Most recently, J.C. Penney announced this Thursday, May 14th, that they would be filing for bankruptcy, likely by the end of the week. The beloved retail giant has been around since 1902, and advisers from the company announced that they’re hoping to file for the bankruptcy protection, but also believe there still might be a chance to negotiate between the retailer and its lenders.
As of February this year, J.C. Penney employed about 90,000 Americans with full-time and part-time positions. Those workers were spread throughout 846 department stores all throughout the country, and through their negotiations advisers are hoping they only will have to close around 200 of those; while that is still a large number of stores, given the state of the economy, J.C. Penney executives say that would be their best bet.

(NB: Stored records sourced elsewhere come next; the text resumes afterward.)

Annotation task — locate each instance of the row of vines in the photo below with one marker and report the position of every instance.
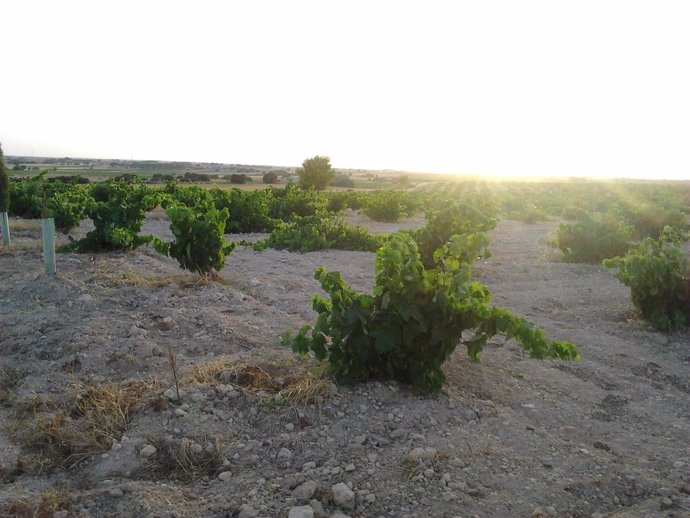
(425, 300)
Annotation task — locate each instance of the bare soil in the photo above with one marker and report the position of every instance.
(509, 437)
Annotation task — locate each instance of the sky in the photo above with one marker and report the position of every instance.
(506, 88)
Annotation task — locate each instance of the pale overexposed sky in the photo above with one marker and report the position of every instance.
(550, 87)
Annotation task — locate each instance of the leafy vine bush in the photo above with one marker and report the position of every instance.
(592, 239)
(118, 210)
(650, 220)
(293, 201)
(385, 206)
(189, 196)
(475, 213)
(415, 318)
(658, 275)
(39, 197)
(199, 244)
(319, 232)
(249, 210)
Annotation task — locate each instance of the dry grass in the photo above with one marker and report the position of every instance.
(185, 459)
(158, 214)
(295, 385)
(413, 466)
(209, 373)
(22, 245)
(24, 225)
(152, 280)
(61, 434)
(10, 378)
(28, 506)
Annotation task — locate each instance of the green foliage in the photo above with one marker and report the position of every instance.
(38, 197)
(592, 239)
(650, 220)
(189, 196)
(4, 185)
(573, 213)
(316, 172)
(293, 201)
(385, 206)
(118, 210)
(337, 201)
(249, 210)
(319, 232)
(475, 213)
(415, 318)
(270, 177)
(239, 178)
(199, 244)
(658, 275)
(343, 181)
(68, 208)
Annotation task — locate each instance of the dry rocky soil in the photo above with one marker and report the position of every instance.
(92, 425)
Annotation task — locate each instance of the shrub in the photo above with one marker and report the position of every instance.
(316, 173)
(650, 220)
(343, 181)
(337, 201)
(320, 232)
(293, 201)
(592, 239)
(415, 318)
(249, 210)
(473, 214)
(189, 196)
(658, 274)
(199, 244)
(270, 177)
(118, 210)
(239, 178)
(573, 213)
(386, 206)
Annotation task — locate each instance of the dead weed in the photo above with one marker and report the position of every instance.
(294, 385)
(185, 459)
(86, 422)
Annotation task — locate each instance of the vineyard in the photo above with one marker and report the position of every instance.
(269, 352)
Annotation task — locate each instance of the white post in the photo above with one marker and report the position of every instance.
(48, 232)
(5, 224)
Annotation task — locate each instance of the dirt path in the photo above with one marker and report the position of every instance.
(510, 437)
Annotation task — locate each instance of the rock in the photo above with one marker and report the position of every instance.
(318, 509)
(171, 394)
(225, 476)
(397, 433)
(147, 451)
(247, 511)
(166, 324)
(422, 454)
(343, 495)
(137, 331)
(303, 511)
(666, 503)
(306, 490)
(284, 454)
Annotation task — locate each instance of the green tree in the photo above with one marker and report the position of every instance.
(4, 185)
(316, 172)
(270, 177)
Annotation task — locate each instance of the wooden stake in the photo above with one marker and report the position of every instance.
(5, 224)
(48, 232)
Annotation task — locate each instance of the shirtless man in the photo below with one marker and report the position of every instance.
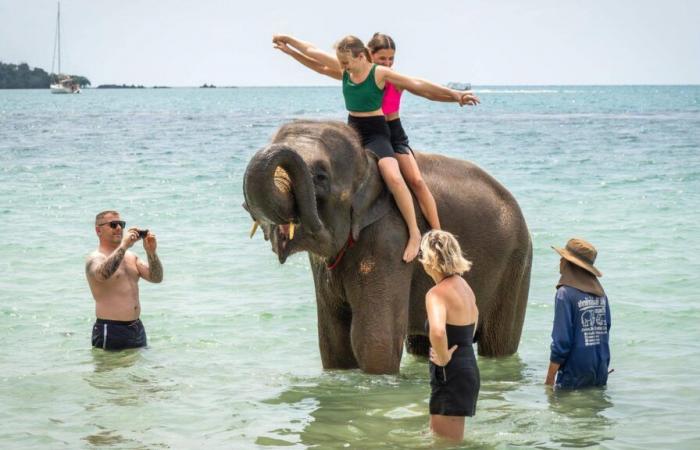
(113, 274)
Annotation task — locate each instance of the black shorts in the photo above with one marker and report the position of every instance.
(399, 138)
(375, 135)
(118, 335)
(455, 387)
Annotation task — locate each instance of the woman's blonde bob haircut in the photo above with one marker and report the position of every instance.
(440, 251)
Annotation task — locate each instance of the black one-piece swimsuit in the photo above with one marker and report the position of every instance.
(455, 387)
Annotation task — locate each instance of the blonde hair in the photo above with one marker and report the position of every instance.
(441, 252)
(354, 45)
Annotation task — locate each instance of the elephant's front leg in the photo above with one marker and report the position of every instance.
(379, 323)
(334, 319)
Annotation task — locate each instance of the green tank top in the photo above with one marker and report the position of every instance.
(362, 97)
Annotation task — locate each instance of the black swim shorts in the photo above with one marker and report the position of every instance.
(118, 335)
(374, 133)
(399, 138)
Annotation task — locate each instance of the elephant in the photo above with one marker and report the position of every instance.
(314, 188)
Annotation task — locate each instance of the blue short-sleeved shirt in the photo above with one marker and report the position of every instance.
(580, 338)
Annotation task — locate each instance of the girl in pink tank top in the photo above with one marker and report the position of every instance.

Previous reports have claimed that The Plano, a Texas-based retailer, is going to be filing for bankruptcy in the town of Corpus Christi; also in Texas. The initial negotiations sought out to grant the retailer a $450 million loan to help finance the entire bankruptcy, however, in order to meet the specific requirements for that loan, J.C. Penney would likely have to have its stores open to make enough revenue.
The company may need to wait until June to get a proper court hearing to finalize all the bankruptcy documents, and if all runs smoothly, J.C. Penney will begin to have access to that major loan to try to keep their company as afloat as possible.
“In filing for bankruptcy, J.C. Penney will join fellow department stores Neiman Marcus and Stage Stores as victims of the pandemic, which has forced their doors shut but whose ailments far predated the virus. Department stores have struggled to maintain a foothold in U.S. retail, as brands sidestepped them by selling to shoppers directly, and shoppers have abandoned the mall in which many are based,” according to CNBC.
The reality for J.C. Penney, however, is that the company has been seeing a decline in sales since 106, long before this pandemic was even thought of as a possibility. For example, the 846 stores that were open before Covid-19 is just 25% of the amount of retail locations the company had in 2001. In 2019, J.C. Penney made about $11 billion in sales, and while that may seem like a lot, when they were thriving in 2001 they made about three times that amount.
2010 was the last time an investor really tried to revive the retailer to return back to its 2001 glory. Bill Ackman and Ron Johnson invested in the company and implemented many new ideas to try to draw customers back into its aisles. However, after a few years, they could tell consumers were literally not buying what they were selling, so they pulled out of their investment and the company had to take out a $2.25 billion loan.
Ever since that point the company has struggled to remain open, and the coronavirus pandemic was the boiling point for filing for bankruptcy. Now the company is solely focused on recovery and support efforts for its employees.